Notes de lecture - Marc Ballanfat, Les matérialistes dans l'Inde ancienne, 1997

Publié par J.CORREIA  - Catégories :  #Philosophie, #épistémologie, #morale

Notes de lecture - Marc Ballanfat, Les matérialistes dans l'Inde ancienne, 1997

Le petit ouvrage de Marc Ballanfat se veut une initiation aux matérialismes indiens à partir des sources indiennes elles-mêmes. Il faut cependant savoir qu’il n’existe pas en Inde de traités matérialistes tels que ceux dont nous avons pu hériter de Lucrèce, Épicure ou Démocrite. Ici, l’auteur propose de s’appuyer sur un chapitre du Panorama de toutes les vues, sorte de compendium de toutes les écoles philosophiques indiennes. Ce texte, généralement attribué à Madhava, aurait été rédigé au XVème siècle de l’ère commune. Le premier chapitre est entièrement dédié au point de vue matérialiste, qu’il s’agira bien sûr de réfuter dans les chapitres suivants.

 

Après une présentation générale, Ballanfat propose une traduction du chapitre en question puis en fait un commentaire suivi.

 

En premier lieu, Ballanfat identifie deux obstacles majeurs dans notre appréhension du matérialisme indien :

  • 1/ L'oralité de la culture philosophique indienne
  • 2/ La césure du matérialisme ne se situe pas au même niveau qu'en Occiden

 

1/ S’il est difficile d’identifier un texte de l’école matérialiste, c’est que l’enseignement oral de la philosophie en Inde relègue toujours le texte écrit à l’arrière-plan. L’auteur précise que « le débat philosophique a conservé en Inde le sens qu’il a perdu dans la tradition occidentale » (p19).

L’oralité de la dispute philosophique impose sa marque aux textes matérialistes. Nous n’avons jamais à faire à un traité en bonne et due forme mais le plus souvent à un cumul d’objections dont leurs adversaires tiennent compte, souvent de façon très scrupuleuse, pour affermir leurs positions.

En effet, le texte du Panorama est particulièrement difficile pour un non initié et donne plutôt l’impression de notes de cours. Ballanfat explique qu’on doit le considérer comme un ensemble d’aphorismes qui servaient de fil directeur au libre échange oral entre le maître et ses disciples.
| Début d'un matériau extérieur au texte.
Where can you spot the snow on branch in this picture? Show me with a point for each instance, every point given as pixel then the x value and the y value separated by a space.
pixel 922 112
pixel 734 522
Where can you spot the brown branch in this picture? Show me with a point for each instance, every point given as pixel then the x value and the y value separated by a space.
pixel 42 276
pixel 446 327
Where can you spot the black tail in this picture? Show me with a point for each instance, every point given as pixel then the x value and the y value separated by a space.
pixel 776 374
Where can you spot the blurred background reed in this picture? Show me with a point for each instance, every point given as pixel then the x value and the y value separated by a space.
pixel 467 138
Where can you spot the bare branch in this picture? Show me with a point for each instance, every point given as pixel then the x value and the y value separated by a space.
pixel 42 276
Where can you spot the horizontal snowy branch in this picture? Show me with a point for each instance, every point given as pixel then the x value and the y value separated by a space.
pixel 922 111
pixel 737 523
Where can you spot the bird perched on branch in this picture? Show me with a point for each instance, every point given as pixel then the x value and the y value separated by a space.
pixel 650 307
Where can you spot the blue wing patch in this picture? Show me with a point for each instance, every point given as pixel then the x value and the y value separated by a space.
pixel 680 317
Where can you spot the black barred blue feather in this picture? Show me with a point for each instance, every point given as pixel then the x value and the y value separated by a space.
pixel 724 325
La nature artificielle d’une transcription écrite apparaît avec évidence.

 

2/ Dans sa conception matérialiste, l’Inde se distingue très nettement de l’Occident. Alors que la tradition occidentale fait une coupure franche entre la matière sensible du domaine de la physique et l’immatérialité d’une âme porteuse des facultés intellectuelles, l’Inde s’en tient au principe d’un continuum entre la matière et les phénomènes psychiques, entre le corps et l’âme. C’est ainsi qu’en Inde, « l’esprit défini comme pensée immatérielle n’existe pas » (p32). C’est d’ailleurs ce que l’on retrouve au §5 du Panorama : « il en résulte que le soi se réduit au corps qualifié par la pensée consciente. Il n’est aucun moyen de prouver l’existence d’un soi qui excède le corps. »

En réalité, le postulat matérialiste d’une pensée non spirituelle n’est jamais remis en cause. Tout cela semble assurément contredire l’opinion généralement admise qui fait de l’Inde le sanctuaire de la spiritualité orientale !
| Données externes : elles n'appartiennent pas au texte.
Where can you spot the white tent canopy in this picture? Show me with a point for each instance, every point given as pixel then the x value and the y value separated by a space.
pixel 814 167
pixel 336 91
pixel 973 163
C’est que la pensée indienne opère sa césure à un niveau tout à fait différent. Elle la situe, au-delà de la matière physico-psychique, à savoir dans la conscience, le « soi », ce qui fait à ses yeux l’humanité. En d’autres termes, s’il existe un spiritualisme indien, alors on ne peut pas le définir par la pensée, mais par ce que l’on a nommé "conscience" ou encore "homme". Ainsi, le matérialisme de la pensée ne contredit pas l’aspiration spiritualiste.

 

 

Continuant sa présentation, l’auteur explique que cette théorie matérialiste qui réduit la réalité à la seule matière ne manque pas d’être représentée en Inde. Nombreux sont les ouvrages qui reviennent sur cette doctrine mais c’est le plus souvent une grossière caricature de la pensée matérialiste désignée par le nom de l’école de Carvaka, école que l’on fait habituellement remonter au VIème siècle avant notre ère.

 

Pour Marc Ballanfat, le Carvaka n’est en réalité qu’une personnification de la position matérialiste. À l’image des épicuriens en leur temps, les matérialistes indiens ont très souvent été tenus pour des nihilistes à la morale douteuse, voués à la recherche du seul plaisir matériel et pourfendeurs de toute religion.

 

L’auteur se permet ici un parallèle avec notre époque où on blâme souvent le « matérialisme » de la civilisation industrielle, où l’on semble regretter l’oubli par le citoyen de la part spirituelle qu’il porte en lui. Il met en garde contre ce genre de confusion terriblement facile qui se retrouve de nos jours dans l’assimilation des intérêts « bassement matérialistes » des citoyens avec les intérêts économiques de la société de consommation. Marc Ballanfat rappelle que si le capitalisme induisait réellement un matérialisme conséquent, on ne pourrait pas comprendre pourquoi « la seule philosophie authentiquement matérialiste que la civilisation industrielle ait connue, à savoir le marxisme, » est si hystériquement tenue à l’écart. Comment pourrait-on expliquer que « le matérialisme soit à la fois le moteur et l’ennemi de la civilisation occidentale en crise » (p34) ?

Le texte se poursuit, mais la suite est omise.